Matthews Correlation Coefficient
Introduction
In more recent machine learning benchmark tests, such as Linguistic Acceptability, I started to see Matthews Correlation Coefficient (MCC), instead of more traditional accuracy or F1 score, being used as an evaluation metric. This Matthews Correlation Coefficient sounds familiar to me because previously I studied crystallography and there is a “Matthews Coefficient (Probabilities)” in crystallography which estimates probabilities for the occurrence of (protein) multimerization states in crystal. So I was very curious to see whether the two Matthews are the same person, what the correlations between Matthews Correlation Coefficient and Matthews Coefficient is, why a correlation coefficient would be used as a classification metric, and how Matthews Correlation Coefficient was derived. Unfortunately, Wikipedia hardly mentioned any of these.

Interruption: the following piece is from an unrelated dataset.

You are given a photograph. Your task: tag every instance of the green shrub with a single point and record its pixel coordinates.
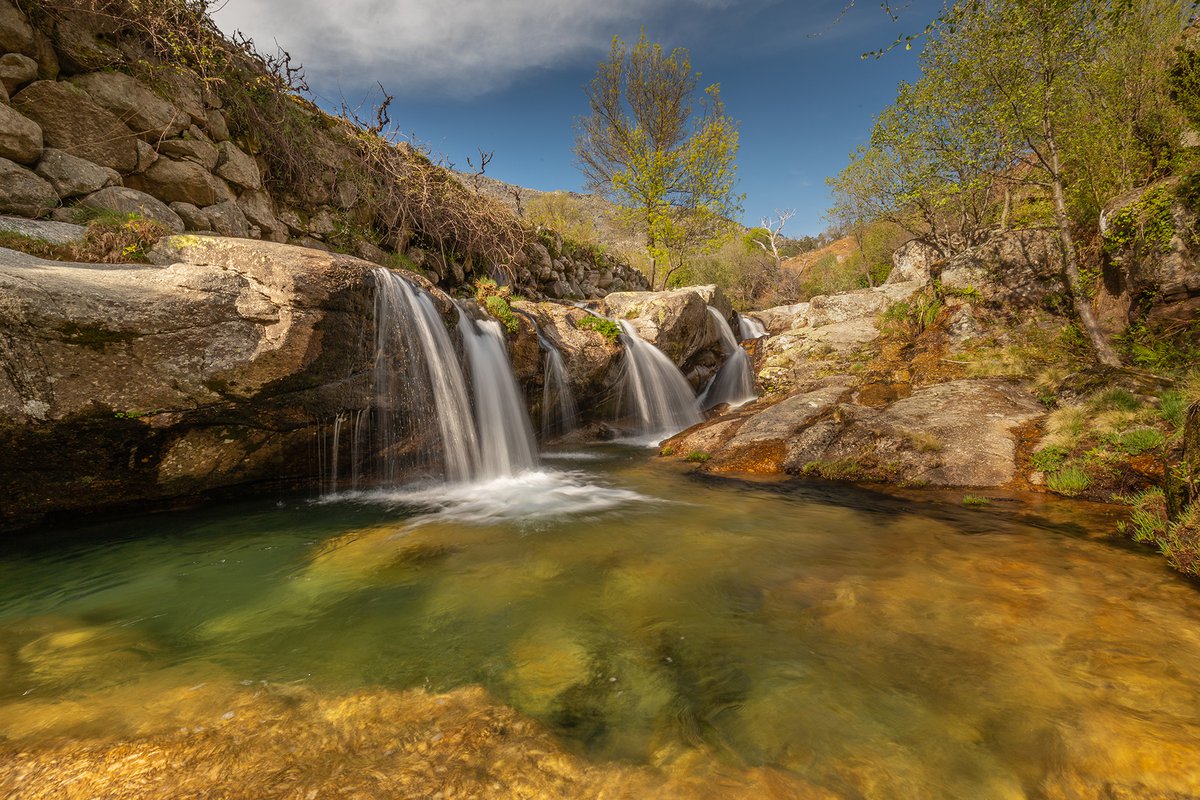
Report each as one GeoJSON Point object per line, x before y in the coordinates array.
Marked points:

In this blog post, I am going to present my shallow archaeological investigation on Matthews Correlation Coefficient.
Confusion Matrix
Matthews Correlation Coefficient is computed entirely based on confusion matrix. It is necessary to understand the confusion matrix before we talk about Matthews Correlation Coefficient.
This is the confusion matrix for binary classifications. I will also restrict the discussion of the topic in this blog post to binary classifications.
$\boldsymbol{S}$ | |||
---|---|---|---|
$0$ | $1$ | ||
$\boldsymbol{P}$ | $0$ | $TN$ | $FN$ |
$1$ | $FP$ | $TP$ |
Where $\boldsymbol{S}$ is the label of the data, and $\boldsymbol{P}$ is the prediction of the data. $TN$ is “True Positives”, $FN$ is “False Negatives”, $FP$ is “False Positives”, and $TP$ is “True Positives”.
Definition of Matthews Correlation Coefficient
On Wikipedia, it sounds like that this magic correlation coefficient was invented by Brian Matthews in the paper “Comparison of the predicted and observed secondary structure of T4 phage lysozyme” published in 1975.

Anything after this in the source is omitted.